Jim is survived by his wife Carolyn of Lake Forest, IL; daughter Carolyn of Melbourne, Australia, and her husband, Charles Hough, and their children, Charles, Eleanor, and Frances; son Andrew of Lake Forest and his wife Megan and their children, Isabelle and Charlotte; daughter Sarah of London, England, and her husband, Michael Alexander, and their son James; brother Steven Andress of Lexington, MA; and parents James and Ruth Andress of Abilene, TX.

This accounting of the bare facts of Jim’s life reveals little of the man. Let a friend tell it: “Such a one of a kind man taken from us by a one of a kind cancer. In every circle in which he traveled, I wager he was most loved. I know it to be true for Company B1, USCC. When Jim entered a room, conversations would stop, smiles would appear, furrowed brows would relax, morale would improve, and our cares, so important just moments earlier, would give way to wondering what Jim had for us this time. He was a man of letters, doing his best work as a cadet in English and Law, at an institution that tolerated but did not reward success in these areas. I cannot vouch for all his exploits but think them all possibly true. Did he run for high school student body president and deliver a campaign speech before an assembly that consisted entirely of shooting the school principal with a blank pistol? Maybe. Did a glob of oatmeal the size of a golf ball spill from the inside of his necktie when, as a plebe, he was commanded to “P.D., Mister Andress!” Yes. Did he ask a belly dancer at the Port Said Club to the Ring Hop? Yes. Was he a member of the elite Century Club, the only requirement for membership in which was walking 100 or more hours on the area? If not, how did he avoid it; he was not a slave to Regulations, USCC. Did he and his friend Chris Stanat defenestrate the contents of each other’s wall locker in full view of the Company Tactical Officer? Yes, and both paid dearly for their impulse. Did this funny, kind, generous man go on to head up such corporate units as Abbott Labs, Sterling Drug, Beecham Pharmaceuticals, Information Resources, and Warner Chilcott? Yes. And did he serve on the boards of AOL, Genetics Institute, Liposome, OptionCare, Allstate, DadeBehring, Sepracor, Xoma, and Warner Chilcott? Yes.” And did he break a tie vote by the board of America On Line by voting “no” to the idea of collaborating with Microsoft? Yes.

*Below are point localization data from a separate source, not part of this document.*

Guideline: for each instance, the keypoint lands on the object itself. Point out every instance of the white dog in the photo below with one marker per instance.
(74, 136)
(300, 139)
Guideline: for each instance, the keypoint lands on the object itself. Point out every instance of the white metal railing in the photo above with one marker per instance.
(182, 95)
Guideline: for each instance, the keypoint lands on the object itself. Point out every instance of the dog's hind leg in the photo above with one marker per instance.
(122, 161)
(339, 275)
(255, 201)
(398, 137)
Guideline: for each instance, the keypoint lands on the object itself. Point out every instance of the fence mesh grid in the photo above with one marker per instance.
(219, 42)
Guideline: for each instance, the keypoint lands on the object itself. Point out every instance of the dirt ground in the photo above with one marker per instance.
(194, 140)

And from another friend: “I once flew to New York from Hawaii to spend a week with Jim. I got off the bus from Newark outside his office. He was waiting for me on the corner, and, as I walked across the street, he was in an altercation with two guys who had been verbally beating up on some teenage girl standing on the corner. They were threatening to beat him up if he didn’t shut up. I caught Jim’s eye, and we both starting laughing. I expected him to get into his ‘Ranger stance’ any second. Since the odds had evened and the two old guys were laughing, the other two walked away with a few comments about our genders or family histories.”

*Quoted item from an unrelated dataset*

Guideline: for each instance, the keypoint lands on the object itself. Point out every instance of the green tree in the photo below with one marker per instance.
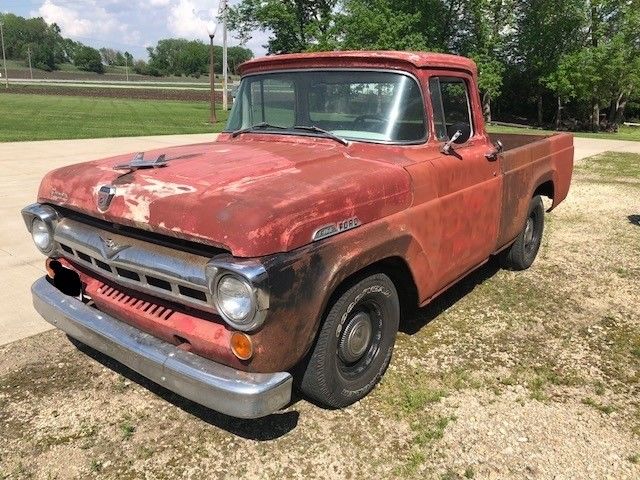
(545, 31)
(294, 25)
(88, 59)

From a third: “[Jim] was an exceptionally intelligent and humorous individual. He was certainly unique and had a capability of separating that which is important from that which was really immaterial. I consider him to be a true realist.”

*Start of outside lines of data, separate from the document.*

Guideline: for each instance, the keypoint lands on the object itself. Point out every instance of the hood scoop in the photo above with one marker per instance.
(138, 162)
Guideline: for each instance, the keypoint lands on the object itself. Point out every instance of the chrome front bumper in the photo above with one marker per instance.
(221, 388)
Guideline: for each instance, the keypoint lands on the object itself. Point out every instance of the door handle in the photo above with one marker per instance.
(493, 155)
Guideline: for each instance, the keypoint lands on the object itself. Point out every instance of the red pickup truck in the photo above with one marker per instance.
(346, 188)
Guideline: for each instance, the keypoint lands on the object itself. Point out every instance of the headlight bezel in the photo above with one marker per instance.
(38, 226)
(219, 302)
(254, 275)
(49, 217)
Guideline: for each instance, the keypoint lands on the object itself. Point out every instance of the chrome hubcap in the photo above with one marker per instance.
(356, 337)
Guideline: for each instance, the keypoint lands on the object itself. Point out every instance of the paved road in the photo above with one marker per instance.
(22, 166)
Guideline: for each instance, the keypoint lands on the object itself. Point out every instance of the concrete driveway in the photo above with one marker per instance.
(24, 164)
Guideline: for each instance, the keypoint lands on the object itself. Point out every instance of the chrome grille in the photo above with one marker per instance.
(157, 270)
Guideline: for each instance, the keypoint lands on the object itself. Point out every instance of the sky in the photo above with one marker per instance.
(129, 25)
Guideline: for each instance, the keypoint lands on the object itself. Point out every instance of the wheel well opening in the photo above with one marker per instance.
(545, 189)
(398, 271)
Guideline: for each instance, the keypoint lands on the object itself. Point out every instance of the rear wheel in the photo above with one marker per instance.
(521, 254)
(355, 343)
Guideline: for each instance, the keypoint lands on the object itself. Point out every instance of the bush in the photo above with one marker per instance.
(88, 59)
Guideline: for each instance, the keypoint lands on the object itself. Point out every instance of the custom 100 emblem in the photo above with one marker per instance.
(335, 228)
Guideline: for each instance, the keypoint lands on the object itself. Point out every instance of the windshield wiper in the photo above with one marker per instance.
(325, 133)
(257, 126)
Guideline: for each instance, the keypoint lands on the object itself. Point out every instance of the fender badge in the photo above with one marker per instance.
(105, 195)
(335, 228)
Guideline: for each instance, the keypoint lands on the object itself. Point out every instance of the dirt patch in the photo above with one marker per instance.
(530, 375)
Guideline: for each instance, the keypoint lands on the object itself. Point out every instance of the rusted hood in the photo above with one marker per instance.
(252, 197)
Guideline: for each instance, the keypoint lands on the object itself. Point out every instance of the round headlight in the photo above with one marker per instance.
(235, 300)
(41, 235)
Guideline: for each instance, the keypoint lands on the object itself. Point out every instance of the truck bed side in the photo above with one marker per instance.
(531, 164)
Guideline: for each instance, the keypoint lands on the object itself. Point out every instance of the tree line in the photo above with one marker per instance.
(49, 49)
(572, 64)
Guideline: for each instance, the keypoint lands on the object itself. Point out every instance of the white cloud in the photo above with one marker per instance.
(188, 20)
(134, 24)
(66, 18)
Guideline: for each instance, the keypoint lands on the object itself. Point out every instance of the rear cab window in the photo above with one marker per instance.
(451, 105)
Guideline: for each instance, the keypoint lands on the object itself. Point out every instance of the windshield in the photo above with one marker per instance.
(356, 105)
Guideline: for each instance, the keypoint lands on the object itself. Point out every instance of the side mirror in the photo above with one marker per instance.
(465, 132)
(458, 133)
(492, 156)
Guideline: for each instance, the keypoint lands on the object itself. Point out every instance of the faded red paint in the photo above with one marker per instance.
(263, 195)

Perhaps most importantly, it can be said that this realist made everyone feel like you were his best friend. And this gives us a clue how he was able to pull off his greatest accomplishment: persuading a blind date from the Michigan football trip in 1961 to marry him. Jim would credit his beautiful and classy Carolyn (Lyn) for much of his success. We all heard him say so more than once. Now we are left to treasure his memory, assisted, we hope, by frequent encounters with Lyn and the children. May that memory be second only to his presence. Rest in peace, friend. Your life serves to make us proud of West Point.